The State Water Resources Control Board ordered the cutback in its latest round of notices informing agencies, corporations and individuals holding water rights that waterways are too dry to meet demand in the drought.
San Francisco depends on snow in the Sierra Nevada melting into the Tuolumne River to supply its drinking water, but the snowpack has largely vanished during the fourth year of the drought.
The city has several century-old claims to the river, including one established when the mayor famously nailed a notice on a tree in 1902. It's not clear how much water San Francisco diverts from the river for storage under the cuts ordered Friday.
"We're very protective of our water rights," said Steven Ritchie, who manages water for San Francisco Public Utilities Commission. "We're going to look very closely at what the state water board does to determine the appropriate course of action."
The Hetch Hetchy reservoir is located 160 miles from the city in the Sierra Nevada and supplies 2.5 million people in the San Francisco Bay Area.
San Francisco gets 85 percent of its water from the reservoir. The densely packed city with few lawns is among the most water frugal in California, with residents using an average of 45 gallons each a day.
Under California's water rights system, the first to stake claims to water as early as Gold Rush days are among the last to face cuts.
The state has already ordered thousands of farmers and others with more recent rights to stop pumping from the Sacramento, San Joaquin and delta watersheds.
The board expanded its cuts earlier this month to more than 100 senior water rights holders in California's agriculture-rich Central Valley.
Some irrigation districts with those prized claims are considering defying the water board and are challenging the cuts in court, saying the agency has no power to regulate their water use.
The latest to sue is the Byron-Bethany Irrigation District, which announced Friday it was seeking to have its curtailment suspended and damages paid.
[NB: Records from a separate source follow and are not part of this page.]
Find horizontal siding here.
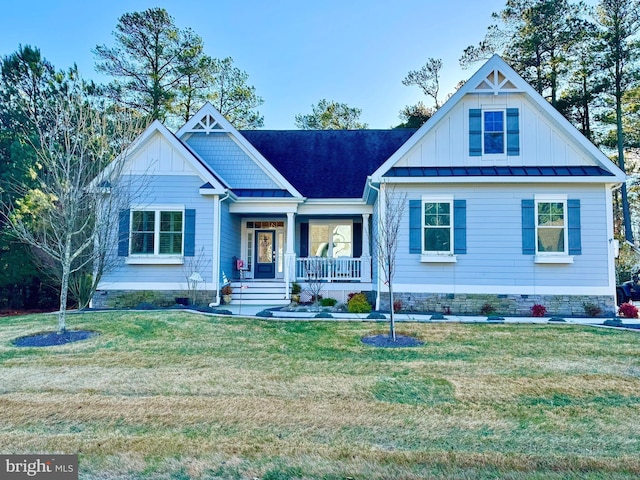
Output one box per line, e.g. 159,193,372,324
391,183,611,289
186,132,278,189
101,175,215,287
219,200,241,280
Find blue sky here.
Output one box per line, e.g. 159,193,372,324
1,0,512,129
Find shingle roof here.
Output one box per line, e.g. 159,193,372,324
384,166,615,177
240,129,417,198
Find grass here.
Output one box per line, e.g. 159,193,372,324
0,311,639,479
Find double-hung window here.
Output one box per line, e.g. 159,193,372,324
535,198,567,255
131,209,184,256
483,111,505,154
423,200,452,253
469,108,519,157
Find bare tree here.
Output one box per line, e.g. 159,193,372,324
402,58,444,110
375,184,407,341
3,84,142,333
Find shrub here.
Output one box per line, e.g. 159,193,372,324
291,282,301,295
480,303,496,316
618,302,638,318
320,297,337,307
393,299,402,312
583,302,602,317
531,304,547,317
221,284,233,295
348,292,372,313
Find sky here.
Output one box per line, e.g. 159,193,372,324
0,0,513,129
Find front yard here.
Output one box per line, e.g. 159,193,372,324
0,311,639,479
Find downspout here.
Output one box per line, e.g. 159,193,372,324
209,192,230,307
367,178,382,311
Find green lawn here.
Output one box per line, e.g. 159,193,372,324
1,311,639,479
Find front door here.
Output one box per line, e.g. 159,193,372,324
255,230,276,279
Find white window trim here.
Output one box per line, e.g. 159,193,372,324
421,195,456,262
534,194,570,259
128,205,185,263
308,219,353,258
482,107,507,159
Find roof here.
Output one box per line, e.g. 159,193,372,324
384,166,616,177
240,129,417,198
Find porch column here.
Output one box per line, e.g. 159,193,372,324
284,211,296,299
361,213,371,282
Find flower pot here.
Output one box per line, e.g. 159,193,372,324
222,294,232,304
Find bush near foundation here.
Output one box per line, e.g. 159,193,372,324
618,302,638,318
348,292,372,313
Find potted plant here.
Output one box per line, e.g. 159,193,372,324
221,284,233,304
291,282,301,303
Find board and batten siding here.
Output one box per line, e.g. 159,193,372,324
99,174,216,288
396,93,599,169
389,183,612,295
185,132,279,189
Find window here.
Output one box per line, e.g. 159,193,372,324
469,108,519,157
536,200,566,254
309,221,352,258
131,209,183,256
423,201,452,253
484,111,504,154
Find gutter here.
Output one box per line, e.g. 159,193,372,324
209,192,231,307
367,178,382,311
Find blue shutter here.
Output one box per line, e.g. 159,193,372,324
522,199,535,255
453,200,467,254
353,222,363,257
568,199,581,255
506,108,520,156
469,109,482,156
184,209,196,257
300,223,309,257
118,209,130,257
409,200,421,254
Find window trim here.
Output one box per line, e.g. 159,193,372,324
127,205,185,264
534,194,571,261
482,108,506,156
421,195,456,262
308,219,353,258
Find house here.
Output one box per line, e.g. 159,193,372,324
93,55,625,316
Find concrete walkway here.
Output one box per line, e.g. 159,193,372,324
216,303,640,326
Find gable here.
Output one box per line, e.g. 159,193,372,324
371,55,625,183
126,131,205,176
177,103,302,197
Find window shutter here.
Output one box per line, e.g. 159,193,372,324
453,200,467,254
409,200,421,253
184,209,196,257
469,109,482,156
300,223,309,257
522,199,535,255
353,222,363,258
506,108,520,156
568,199,581,255
118,209,130,256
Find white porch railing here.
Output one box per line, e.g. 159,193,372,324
295,257,362,282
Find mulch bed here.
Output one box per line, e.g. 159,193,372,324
361,334,424,348
12,330,99,347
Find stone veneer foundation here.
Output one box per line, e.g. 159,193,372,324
92,290,217,309
379,292,616,317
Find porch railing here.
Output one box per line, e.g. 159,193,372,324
295,257,362,282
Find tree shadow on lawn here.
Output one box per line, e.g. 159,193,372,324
12,330,99,347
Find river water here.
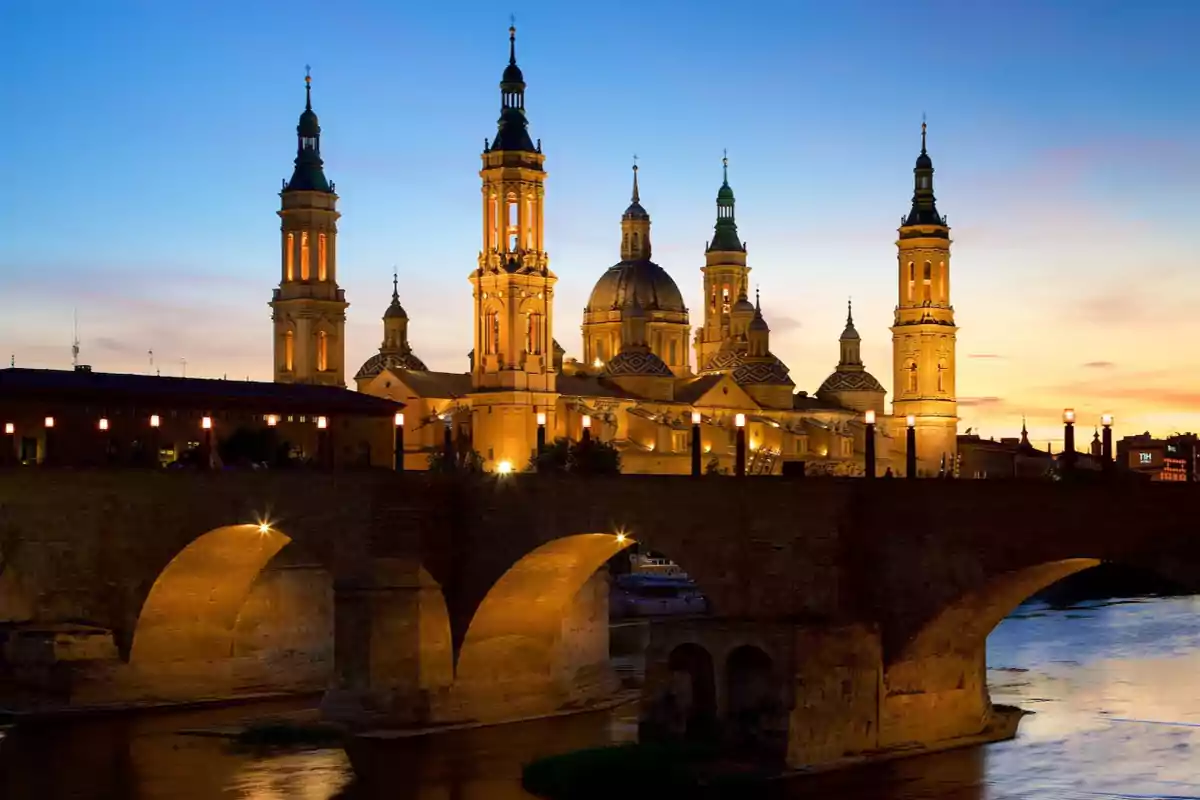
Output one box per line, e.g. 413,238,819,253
1,595,1197,799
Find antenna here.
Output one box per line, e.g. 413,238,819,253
71,310,80,369
148,349,155,375
181,357,187,378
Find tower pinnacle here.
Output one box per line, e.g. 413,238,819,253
708,152,743,252
283,68,331,194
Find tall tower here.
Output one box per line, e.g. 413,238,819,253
270,71,348,386
891,122,957,473
469,26,557,471
694,154,749,371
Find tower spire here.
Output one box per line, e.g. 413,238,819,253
490,23,535,152
509,19,517,65
903,117,942,227
631,155,640,204
305,64,312,111
283,68,331,193
708,151,743,252
847,297,854,327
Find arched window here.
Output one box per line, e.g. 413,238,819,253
669,339,677,365
907,362,918,393
485,310,500,355
939,261,947,301
300,232,311,281
937,359,947,392
632,231,640,252
506,194,519,252
285,233,295,281
317,233,328,281
284,330,294,372
317,331,329,371
923,261,932,302
907,262,915,301
525,312,542,355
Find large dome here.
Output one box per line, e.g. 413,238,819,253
354,351,428,381
586,260,686,314
817,370,885,395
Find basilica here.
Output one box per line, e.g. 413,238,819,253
269,28,959,476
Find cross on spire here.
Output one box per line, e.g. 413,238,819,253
921,112,927,154
631,154,640,203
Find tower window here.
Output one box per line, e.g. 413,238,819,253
485,311,500,355
923,262,932,302
669,339,677,365
300,232,311,281
907,362,918,393
526,312,542,355
317,331,329,371
907,262,915,301
507,196,519,252
286,233,295,281
722,285,731,314
526,197,534,248
920,176,930,189
318,233,328,281
937,359,947,392
284,331,294,372
632,231,640,252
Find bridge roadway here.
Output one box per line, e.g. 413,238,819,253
0,469,1196,768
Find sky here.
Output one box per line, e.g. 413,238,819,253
3,0,1199,445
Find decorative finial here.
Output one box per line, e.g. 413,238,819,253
631,155,640,203
722,148,729,183
509,18,517,66
755,286,761,311
921,113,927,155
392,266,399,300
305,65,312,110
847,297,854,326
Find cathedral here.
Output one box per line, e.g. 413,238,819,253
270,28,959,476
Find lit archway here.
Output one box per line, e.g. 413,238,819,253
130,524,292,664
453,533,632,718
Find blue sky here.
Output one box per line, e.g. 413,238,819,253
3,0,1199,442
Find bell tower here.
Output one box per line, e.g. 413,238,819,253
270,70,348,386
891,122,957,474
469,26,558,471
695,153,749,371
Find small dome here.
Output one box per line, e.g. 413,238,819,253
749,309,769,332
623,201,649,220
817,370,885,395
840,320,860,341
355,351,428,381
733,357,792,386
604,348,672,377
731,296,755,316
915,151,933,170
298,108,320,137
502,62,525,85
587,260,686,314
698,349,744,374
384,299,407,320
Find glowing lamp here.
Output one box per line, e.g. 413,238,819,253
906,414,916,428
1101,413,1113,428
615,531,627,545
201,416,212,430
496,460,513,475
149,414,161,428
317,416,328,430
98,418,109,432
582,415,592,429
691,411,701,425
1063,409,1075,424
267,414,278,427
258,522,271,535
735,413,746,428
592,358,603,369
864,410,876,425
44,416,55,429
536,412,547,426
394,412,404,427
4,423,14,435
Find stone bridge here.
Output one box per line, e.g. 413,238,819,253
0,470,1196,768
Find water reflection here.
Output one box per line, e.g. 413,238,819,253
0,596,1196,799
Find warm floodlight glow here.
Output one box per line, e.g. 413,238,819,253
317,416,328,429
1063,408,1075,424
735,413,746,428
536,412,547,426
1101,413,1113,427
201,416,212,430
906,414,916,428
692,411,701,425
258,522,271,535
864,409,876,425
150,414,161,428
267,414,279,427
582,415,592,429
98,418,109,431
394,412,404,427
592,358,603,368
4,423,13,435
44,416,55,429
496,460,513,475
615,531,627,545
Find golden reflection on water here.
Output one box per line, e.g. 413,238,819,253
0,596,1197,799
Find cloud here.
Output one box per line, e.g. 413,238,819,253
967,353,1004,359
763,310,801,333
958,396,1005,408
1082,361,1115,369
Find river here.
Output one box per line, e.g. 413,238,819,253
1,594,1197,799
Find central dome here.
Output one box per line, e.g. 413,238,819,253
586,260,686,314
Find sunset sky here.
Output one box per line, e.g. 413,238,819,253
4,0,1198,445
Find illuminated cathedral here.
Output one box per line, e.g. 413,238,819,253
271,28,959,476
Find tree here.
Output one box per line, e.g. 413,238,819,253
217,427,294,468
529,436,622,475
427,448,484,474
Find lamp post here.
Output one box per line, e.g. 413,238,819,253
691,411,702,477
394,412,405,472
149,414,161,468
864,409,877,479
201,415,213,470
98,417,111,466
442,414,454,470
1062,408,1076,473
317,415,331,469
734,413,746,477
905,414,917,479
41,415,56,466
2,422,14,467
536,411,547,470
581,414,592,446
1101,413,1114,474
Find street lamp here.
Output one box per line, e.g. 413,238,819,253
536,411,547,466
201,416,213,471
1062,408,1077,473
149,414,160,428
44,417,55,429
905,415,917,479
394,412,405,473
266,414,278,427
98,418,109,431
863,410,877,479
1100,413,1114,470
581,414,592,446
734,413,746,477
691,411,702,477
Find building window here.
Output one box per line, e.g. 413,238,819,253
525,312,542,355
672,431,687,452
907,362,918,393
937,359,947,392
485,310,500,355
317,331,329,371
300,232,310,280
507,195,519,252
318,233,328,281
284,330,294,372
1139,452,1153,464
907,262,915,301
722,285,731,314
286,232,295,281
923,262,932,302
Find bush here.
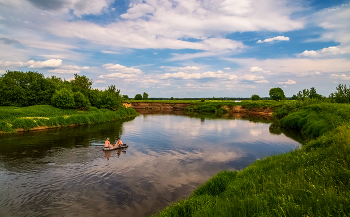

The district supplies water to farmers in three counties and to the 12,000 residents in the community of Mountain House.
"Enough is enough," said Russell Kagehiro, president of the district's board, adding that California farmers feed the state and country. "It is irresponsible and unnecessary. We will fight to ensure that water rights are protected."
The board has the authority to levy $1,000 per-day fines for illegal diversions of water.
Smith reported from Fresno, California.